Data lakes have long been pitched as the answer to common challenges, breaking down silos, simplifying data access, and providing a unified foundation for everything from analytics and reporting to machine learning and data science. They were scalable, flexible, and cost-effective platforms capable of handling any type of data, at any volume, from any source.
And in many ways, they delivered – up to a point.
As data volumes grew at an unprecedented scale and architectures became more distributed, many teams found that traditional data lakes, especially those built on early-generation formats like Parquet and ORC using classic approaches, were difficult to manage at scale. Issues like schema inflexibility, performance degradation, and coordination challenges across multiple engines often start to surface. These aren’t failures of the data lake concept itself, but signs that the foundational tooling needs to evolve. The data lake market value is projected to hit $80.2 billion by 2032.

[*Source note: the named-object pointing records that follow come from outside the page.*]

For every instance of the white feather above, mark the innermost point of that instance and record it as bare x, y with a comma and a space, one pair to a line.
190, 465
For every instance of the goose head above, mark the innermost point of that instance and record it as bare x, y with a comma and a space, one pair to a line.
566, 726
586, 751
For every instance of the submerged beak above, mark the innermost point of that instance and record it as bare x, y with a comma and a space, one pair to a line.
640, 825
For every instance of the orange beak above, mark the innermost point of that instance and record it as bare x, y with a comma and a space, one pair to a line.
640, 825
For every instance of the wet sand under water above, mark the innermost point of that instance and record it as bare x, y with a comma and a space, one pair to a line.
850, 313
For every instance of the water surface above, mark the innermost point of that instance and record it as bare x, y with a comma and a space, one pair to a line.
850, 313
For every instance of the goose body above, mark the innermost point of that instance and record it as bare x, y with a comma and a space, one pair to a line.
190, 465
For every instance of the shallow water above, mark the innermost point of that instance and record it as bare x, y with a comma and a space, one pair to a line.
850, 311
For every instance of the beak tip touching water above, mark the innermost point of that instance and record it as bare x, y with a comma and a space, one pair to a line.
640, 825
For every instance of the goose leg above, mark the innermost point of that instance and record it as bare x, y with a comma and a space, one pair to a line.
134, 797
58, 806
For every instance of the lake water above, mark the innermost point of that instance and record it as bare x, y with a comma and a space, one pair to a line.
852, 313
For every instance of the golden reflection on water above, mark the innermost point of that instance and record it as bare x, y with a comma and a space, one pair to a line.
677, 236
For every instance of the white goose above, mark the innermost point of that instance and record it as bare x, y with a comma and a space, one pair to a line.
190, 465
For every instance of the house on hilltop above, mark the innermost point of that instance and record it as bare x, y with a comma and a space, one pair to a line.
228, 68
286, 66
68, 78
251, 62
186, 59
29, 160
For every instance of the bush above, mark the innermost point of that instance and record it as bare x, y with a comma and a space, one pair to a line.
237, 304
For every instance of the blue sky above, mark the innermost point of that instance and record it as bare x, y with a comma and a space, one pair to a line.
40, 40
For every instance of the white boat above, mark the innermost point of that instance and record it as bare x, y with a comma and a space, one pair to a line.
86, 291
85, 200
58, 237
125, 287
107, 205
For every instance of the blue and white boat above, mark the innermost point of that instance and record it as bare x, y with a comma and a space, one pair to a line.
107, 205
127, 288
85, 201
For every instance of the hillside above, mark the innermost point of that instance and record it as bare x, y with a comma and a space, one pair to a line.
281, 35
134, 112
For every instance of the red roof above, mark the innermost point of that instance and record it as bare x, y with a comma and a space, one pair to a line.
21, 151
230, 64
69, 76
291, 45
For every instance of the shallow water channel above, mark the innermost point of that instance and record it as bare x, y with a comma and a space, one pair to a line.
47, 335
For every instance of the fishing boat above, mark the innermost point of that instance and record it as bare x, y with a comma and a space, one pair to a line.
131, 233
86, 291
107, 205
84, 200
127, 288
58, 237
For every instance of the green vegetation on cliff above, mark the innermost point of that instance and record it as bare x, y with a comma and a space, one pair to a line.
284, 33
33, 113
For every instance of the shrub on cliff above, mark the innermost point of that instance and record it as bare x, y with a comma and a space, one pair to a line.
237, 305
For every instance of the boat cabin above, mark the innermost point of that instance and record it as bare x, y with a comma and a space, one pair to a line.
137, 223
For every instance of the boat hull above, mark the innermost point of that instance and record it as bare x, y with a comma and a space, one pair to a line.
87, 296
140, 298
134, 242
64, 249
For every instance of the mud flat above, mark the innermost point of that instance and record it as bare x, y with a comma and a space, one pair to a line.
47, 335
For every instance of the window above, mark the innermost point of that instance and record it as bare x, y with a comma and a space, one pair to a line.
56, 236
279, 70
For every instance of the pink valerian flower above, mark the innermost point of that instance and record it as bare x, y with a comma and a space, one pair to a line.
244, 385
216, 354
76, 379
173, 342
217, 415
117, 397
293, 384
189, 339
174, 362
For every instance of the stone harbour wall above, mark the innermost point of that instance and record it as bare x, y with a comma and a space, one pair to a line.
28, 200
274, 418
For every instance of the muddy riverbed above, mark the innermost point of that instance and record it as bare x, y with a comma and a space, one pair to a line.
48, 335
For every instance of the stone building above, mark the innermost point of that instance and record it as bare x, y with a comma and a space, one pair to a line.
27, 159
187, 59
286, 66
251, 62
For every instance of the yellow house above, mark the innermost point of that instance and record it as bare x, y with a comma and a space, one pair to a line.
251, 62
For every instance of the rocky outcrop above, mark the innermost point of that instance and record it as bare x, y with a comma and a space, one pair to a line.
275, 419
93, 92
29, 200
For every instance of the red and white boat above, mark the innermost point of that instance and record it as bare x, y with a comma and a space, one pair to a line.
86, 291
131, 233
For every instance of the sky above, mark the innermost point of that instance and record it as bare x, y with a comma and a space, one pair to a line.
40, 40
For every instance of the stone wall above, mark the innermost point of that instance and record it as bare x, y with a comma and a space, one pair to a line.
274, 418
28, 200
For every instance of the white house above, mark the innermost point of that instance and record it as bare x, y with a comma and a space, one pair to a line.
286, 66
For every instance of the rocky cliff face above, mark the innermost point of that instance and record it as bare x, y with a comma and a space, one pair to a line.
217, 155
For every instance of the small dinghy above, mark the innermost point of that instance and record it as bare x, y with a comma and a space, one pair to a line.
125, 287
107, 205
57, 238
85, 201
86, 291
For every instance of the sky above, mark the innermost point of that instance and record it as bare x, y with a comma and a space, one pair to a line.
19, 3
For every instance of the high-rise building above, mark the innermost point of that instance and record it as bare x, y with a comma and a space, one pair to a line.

At Tiger Analytics, we explored modern open table formats to address these limitations. The most widely adopted format for large-scale analytics is Apache Iceberg. Originally developed at Netflix, Apache Iceberg helps manage large datasets more reliably by introducing features like versioning, hidden partitioning, and metadata-based query pruning. Iceberg is also engine-agnostic and integrates with tools like Spark, Flink, Trino, and Hive. Iceberg is projected to become a standard for hybrid data lakes (on-prem and cloud combined), with over 60% of Fortune 500 companies reportedly testing it.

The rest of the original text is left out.